Ev hizmetlerinde çalışanlar iş srama izni  kullanabilir mi?

EVET. Borçlar Kanunu 421’inci maddesine göre, “İşveren, belirsiz süreli hizmet sözleşmesinin feshi hâlinde, bildirim süresi içinde işçiye ücretinde bir kesinti olmaksızın, günde iki saat iş arama izni” vermekle yükümlüdür. İzin saatlerinin ve günlerinin belirlenmesinde, işyerinin ve işçinin haklı menfaatleri göz önünde tutulur.

Ev hizmetlerinde çalışanlar fazla mesai ücreti alabilir mi?

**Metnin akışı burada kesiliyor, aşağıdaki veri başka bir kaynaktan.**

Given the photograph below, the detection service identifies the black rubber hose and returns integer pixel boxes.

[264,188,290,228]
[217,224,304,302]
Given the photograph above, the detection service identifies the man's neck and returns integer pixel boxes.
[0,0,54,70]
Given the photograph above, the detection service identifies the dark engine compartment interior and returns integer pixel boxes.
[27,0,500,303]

EVET. Borçlar Kanunu 398’inci maddesine göre, ev hizmetlerinde çalışanlar gibi bu yasaya tabi çalışanların “özel kanunlarda belirtilen hükümler saklı kalmak” şartı ile; “normal süreden daha fazla çalışmayı gerektiren bir işin yerine getirilmesi zorunluluğu doğar, işçi bunu yapabilecek durumda bulunur ve aynı zamanda kaçınması da dürüstlük kurallarına aykırı olursa işçi, karşılığı verilmek koşuluyla, fazla çalışmayı yerine getirmekle” yükümlüdür. Buradaki özel kanunlardan kasıt 4857 sayılı İş Kanunu’dur; dolayısıyla, ortada bir fazla mesai söz konusu var ise İş Kanunu’ndaki günlük 11 saat ve haftalık 45 saatlik ölçütleri dikkate almak gerekir.

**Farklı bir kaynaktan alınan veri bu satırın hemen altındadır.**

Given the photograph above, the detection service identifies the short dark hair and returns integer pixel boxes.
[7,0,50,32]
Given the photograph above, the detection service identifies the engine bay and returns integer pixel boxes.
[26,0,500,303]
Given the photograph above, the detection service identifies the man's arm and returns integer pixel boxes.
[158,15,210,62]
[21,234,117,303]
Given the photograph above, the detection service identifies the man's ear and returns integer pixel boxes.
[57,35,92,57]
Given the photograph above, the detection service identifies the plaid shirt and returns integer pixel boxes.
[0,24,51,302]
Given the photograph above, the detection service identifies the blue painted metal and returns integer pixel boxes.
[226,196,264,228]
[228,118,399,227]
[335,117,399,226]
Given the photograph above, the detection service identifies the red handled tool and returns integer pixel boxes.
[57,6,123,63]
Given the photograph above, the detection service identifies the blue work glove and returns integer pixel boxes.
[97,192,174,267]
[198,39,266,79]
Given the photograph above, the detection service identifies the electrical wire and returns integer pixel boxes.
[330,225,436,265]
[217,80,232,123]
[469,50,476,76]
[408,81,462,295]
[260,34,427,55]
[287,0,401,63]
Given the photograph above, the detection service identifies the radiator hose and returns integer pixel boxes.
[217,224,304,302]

Ev hizmetlerinde çalışanlar Ulusal Bayram ve Genel Tatillere tabi midir?

EVET. Borçlar Kanunu’nda ulusal bayram ve genel tatil günleri için ayrı bir hüküm ele alınmamıştır. Ancak, ev hizmetlerinde çalışanlar için 2429 sayılı Ulusal Bayram ve Genel Tatiller Hakkında Kanunu’ndaki hükümleri esas almak gerekmektedir. Dolayısıyla, bu günler için çalışanlara izin verilmeli, çalıştırılmaları halinde ise mevzuat hükümlerine göre bu çalışmanın karşılığı ayrıca ödenmelidir.

Ev hizmetlerinde çalışanlar kıdem ve ihbar tazminatı alabilir mi?

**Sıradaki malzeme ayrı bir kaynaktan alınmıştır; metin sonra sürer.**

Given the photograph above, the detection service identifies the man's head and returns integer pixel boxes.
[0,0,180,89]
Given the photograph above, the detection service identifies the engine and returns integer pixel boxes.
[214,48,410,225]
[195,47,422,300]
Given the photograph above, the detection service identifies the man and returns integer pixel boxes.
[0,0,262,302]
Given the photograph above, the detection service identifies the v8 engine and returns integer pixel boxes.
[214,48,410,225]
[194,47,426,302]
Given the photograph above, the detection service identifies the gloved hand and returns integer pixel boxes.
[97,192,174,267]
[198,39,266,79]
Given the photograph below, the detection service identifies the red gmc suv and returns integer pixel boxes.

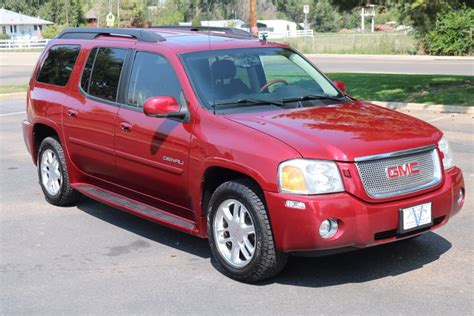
[23,27,465,282]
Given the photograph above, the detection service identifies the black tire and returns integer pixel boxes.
[207,179,287,283]
[37,137,80,206]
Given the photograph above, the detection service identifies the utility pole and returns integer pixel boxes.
[250,0,258,36]
[64,0,69,26]
[116,0,120,27]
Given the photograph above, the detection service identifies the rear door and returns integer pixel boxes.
[115,51,192,218]
[63,47,128,180]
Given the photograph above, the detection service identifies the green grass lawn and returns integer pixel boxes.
[0,84,28,94]
[327,73,474,106]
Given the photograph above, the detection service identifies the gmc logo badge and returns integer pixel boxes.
[385,161,420,179]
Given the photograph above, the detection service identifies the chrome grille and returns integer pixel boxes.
[356,146,441,198]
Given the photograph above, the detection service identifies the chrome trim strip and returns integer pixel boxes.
[354,145,436,162]
[356,146,443,199]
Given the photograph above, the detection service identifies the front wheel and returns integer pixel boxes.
[207,180,287,283]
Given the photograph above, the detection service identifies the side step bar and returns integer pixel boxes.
[72,183,198,235]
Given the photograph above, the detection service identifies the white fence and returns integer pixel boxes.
[0,39,50,51]
[259,30,314,39]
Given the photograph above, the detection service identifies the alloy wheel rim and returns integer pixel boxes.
[40,149,63,195]
[213,199,256,268]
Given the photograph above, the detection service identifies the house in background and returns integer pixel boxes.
[0,8,53,39]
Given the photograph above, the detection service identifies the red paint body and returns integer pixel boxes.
[23,30,464,252]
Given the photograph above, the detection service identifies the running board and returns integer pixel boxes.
[72,183,198,235]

Kıdem için HAYIR alamaz, İhbar için EVET alabilir. Ev hizmetlerinde çalışanlar İş Yasası’na tabi olmadıkları için kıdem tazminatına hak kazanamamaktadır. Ancak, Borçlar Kanunu’nda düzenlenen diğer bazı tazminat türlerinden faydalanabilmektedirler.

Borçlar Kanunu 438’inci maddesine göre; işveren belirsiz süreli sözleşmeyi haklı bir sebep olmaksızın feshetmesi durumunda işçiye İhbar Tazminatı ödemek zorundadır. Borçlar Kanunu 432’nci maddesinde fesih bildirim süreleri ise; 1 yıla kadar çalışması olanlar için 2 hafta, 1-5 yıl arası çalışmış olan işçiler için 4 hafta, 5 yıldan fazla çalışan kişiler için ise 6 hafta olarak saptanmıştır. Yine aynı madde hükmüne göre, belirli süreli sözleşmelerin haklı bir sebep olmadan işveren tarafından feshi halinde, işçiye sözleşmenin geriye kalan sürelerine ait Bakiye Süre Tazminatı ödenir.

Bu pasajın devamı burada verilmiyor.